Depends a lot on the size of the service, but in some cases: We got enough data that 1 big SQL store makes ops hard. (Took me 3 days to drop a table recently in a way that wouldn't affect the users) And splitting data became easier than before with specialised backends. (A sharded 2nd layer cache of live data seems way simpler to achieve than say 2 decades ago)


> monolithic large relational databases are hard to scale

DB2 on z/OS was able handle billions of queries per day.

In 1999.

Some greybeards took great delight in telling me this sometime around 2010 when I was visiting a development lab.

> When you have one large database with tons of interdependencies, it makes migrating data, and making schema changes much harder.
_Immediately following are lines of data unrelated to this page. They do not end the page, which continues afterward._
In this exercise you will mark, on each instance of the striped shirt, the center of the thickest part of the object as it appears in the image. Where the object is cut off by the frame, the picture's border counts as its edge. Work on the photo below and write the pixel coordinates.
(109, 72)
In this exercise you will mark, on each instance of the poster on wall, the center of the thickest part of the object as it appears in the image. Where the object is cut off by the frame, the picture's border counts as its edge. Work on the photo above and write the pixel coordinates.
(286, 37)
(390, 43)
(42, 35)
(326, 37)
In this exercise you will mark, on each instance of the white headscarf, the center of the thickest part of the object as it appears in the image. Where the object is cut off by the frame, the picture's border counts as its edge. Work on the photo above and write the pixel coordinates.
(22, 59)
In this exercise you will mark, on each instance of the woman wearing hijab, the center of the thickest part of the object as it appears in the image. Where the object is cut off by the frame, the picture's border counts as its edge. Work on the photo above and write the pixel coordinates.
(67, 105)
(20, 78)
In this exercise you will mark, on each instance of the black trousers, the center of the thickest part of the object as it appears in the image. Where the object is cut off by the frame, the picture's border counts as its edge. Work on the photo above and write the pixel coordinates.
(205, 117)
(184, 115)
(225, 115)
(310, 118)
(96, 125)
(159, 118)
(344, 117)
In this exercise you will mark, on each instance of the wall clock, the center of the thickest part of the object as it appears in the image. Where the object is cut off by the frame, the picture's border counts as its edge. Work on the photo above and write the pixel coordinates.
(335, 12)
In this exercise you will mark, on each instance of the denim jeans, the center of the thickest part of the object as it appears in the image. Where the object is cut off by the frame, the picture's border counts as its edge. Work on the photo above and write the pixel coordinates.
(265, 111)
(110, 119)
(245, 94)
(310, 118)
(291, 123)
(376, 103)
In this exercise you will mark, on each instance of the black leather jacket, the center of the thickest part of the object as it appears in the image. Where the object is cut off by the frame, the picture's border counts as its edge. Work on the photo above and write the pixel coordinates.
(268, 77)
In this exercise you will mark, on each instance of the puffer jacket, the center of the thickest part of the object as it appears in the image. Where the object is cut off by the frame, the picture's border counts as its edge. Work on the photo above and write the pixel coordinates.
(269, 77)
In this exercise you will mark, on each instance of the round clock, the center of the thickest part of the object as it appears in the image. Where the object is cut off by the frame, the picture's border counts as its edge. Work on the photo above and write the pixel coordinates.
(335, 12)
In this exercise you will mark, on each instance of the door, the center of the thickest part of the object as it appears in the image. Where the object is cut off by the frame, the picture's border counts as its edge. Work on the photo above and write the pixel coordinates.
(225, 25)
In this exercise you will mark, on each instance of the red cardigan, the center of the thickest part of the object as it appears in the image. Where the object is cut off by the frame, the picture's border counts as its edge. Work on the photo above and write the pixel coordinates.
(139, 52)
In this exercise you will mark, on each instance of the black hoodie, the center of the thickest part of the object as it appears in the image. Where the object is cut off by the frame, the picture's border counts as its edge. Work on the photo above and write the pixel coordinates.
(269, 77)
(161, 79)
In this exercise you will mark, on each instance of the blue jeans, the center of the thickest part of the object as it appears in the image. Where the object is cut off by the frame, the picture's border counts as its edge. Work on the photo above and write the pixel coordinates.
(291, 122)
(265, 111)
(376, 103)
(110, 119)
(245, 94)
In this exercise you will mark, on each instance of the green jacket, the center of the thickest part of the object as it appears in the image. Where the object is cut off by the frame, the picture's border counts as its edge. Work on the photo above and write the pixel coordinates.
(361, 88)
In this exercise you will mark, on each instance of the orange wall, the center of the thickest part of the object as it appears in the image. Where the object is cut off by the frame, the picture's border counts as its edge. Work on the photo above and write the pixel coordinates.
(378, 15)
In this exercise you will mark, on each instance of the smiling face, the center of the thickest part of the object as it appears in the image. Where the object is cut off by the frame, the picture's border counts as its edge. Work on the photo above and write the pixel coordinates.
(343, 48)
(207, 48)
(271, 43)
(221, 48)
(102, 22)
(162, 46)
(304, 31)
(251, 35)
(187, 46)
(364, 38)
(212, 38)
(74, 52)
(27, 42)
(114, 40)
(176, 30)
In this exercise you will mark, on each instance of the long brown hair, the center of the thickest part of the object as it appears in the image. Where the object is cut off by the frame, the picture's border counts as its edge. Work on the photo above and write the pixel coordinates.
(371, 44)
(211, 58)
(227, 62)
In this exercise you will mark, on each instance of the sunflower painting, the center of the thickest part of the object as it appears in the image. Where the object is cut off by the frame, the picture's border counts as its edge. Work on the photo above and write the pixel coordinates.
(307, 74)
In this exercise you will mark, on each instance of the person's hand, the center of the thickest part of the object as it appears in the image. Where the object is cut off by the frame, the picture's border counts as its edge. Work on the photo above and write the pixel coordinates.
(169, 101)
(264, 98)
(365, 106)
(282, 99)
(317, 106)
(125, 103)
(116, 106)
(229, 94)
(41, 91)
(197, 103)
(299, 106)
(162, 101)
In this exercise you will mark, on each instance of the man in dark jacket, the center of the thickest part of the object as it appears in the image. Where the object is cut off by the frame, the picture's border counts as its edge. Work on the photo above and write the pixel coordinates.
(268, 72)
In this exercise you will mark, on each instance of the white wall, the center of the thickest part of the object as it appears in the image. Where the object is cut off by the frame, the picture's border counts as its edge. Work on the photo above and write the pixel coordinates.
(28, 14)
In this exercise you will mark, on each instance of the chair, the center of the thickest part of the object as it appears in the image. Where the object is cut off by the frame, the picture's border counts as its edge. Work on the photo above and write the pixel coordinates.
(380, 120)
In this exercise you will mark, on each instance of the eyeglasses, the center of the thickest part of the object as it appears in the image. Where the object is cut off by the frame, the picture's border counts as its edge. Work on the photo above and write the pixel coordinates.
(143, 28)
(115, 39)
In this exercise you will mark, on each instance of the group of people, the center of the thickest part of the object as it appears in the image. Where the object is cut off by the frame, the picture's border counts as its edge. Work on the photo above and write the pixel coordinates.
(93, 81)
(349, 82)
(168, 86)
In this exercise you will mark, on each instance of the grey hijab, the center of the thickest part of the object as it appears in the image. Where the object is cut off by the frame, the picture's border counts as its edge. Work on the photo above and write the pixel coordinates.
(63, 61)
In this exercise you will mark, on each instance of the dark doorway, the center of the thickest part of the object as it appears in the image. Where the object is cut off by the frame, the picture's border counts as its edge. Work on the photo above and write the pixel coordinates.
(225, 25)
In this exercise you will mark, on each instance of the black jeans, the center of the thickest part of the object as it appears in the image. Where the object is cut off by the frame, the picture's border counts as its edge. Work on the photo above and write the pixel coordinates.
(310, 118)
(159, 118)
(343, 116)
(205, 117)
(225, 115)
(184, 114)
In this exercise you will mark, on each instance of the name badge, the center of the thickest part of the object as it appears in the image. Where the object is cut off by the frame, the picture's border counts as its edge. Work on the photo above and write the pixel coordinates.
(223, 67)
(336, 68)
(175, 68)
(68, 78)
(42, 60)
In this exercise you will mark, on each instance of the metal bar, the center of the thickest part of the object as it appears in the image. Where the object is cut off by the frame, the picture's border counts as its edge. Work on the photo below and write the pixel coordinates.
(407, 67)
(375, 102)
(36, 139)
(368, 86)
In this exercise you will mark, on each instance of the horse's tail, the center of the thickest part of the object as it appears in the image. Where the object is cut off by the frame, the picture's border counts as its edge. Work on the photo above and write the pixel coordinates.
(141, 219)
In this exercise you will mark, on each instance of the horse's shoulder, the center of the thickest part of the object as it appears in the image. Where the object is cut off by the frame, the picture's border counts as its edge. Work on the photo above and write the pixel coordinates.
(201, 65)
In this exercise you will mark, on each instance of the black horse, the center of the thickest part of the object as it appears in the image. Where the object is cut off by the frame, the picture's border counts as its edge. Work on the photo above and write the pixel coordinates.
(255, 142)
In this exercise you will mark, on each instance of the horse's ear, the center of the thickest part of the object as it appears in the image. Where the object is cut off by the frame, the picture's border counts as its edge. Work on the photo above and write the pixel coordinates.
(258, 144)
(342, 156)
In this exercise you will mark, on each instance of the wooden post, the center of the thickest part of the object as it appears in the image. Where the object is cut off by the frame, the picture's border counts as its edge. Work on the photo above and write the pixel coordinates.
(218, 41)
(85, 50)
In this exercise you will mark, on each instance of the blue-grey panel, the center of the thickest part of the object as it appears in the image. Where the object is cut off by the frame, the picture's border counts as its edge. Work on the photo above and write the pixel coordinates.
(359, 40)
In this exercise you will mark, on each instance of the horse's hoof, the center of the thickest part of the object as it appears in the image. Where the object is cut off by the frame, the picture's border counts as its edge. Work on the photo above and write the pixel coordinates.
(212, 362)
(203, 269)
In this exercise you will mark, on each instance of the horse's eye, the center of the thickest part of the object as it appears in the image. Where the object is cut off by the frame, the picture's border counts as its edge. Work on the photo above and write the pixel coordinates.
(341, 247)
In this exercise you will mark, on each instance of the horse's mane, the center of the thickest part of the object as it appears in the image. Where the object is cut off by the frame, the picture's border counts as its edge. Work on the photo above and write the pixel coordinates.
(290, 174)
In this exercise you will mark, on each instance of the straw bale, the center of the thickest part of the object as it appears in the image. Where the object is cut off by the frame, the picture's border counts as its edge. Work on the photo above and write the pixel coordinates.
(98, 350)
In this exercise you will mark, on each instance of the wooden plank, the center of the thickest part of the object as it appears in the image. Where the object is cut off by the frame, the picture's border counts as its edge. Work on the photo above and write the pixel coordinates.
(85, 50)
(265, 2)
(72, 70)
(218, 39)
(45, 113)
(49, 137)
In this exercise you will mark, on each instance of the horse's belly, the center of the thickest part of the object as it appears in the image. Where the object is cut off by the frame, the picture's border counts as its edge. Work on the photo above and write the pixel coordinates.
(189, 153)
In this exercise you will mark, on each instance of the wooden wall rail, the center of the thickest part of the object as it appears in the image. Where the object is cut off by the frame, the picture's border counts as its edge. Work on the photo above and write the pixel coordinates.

Another way to say this is that when you have a tool ferociously and consistently protecting the integrity of all your data against a very wide range of mistakes, you have to sometimes do boring things like fix your mistakes before proceeding.

> In theory better application design would have separate upstream data services fetch the resources they are responsible for.

A join in the application is still a join. Except it is slower, harder to write, more likely to be wrong and mathematically guaranteed to run into transaction anomalies.

I think non-relational datastores have their place. Really. There are certain kinds of traffic patterns in which it makes sense to accept the tradeoffs.

But they are few. We ought to demand substantial, demonstrable business value, far outweighing the risks, before being prepared to surrender the kinds of guarantees that a RDBMS is able to provide.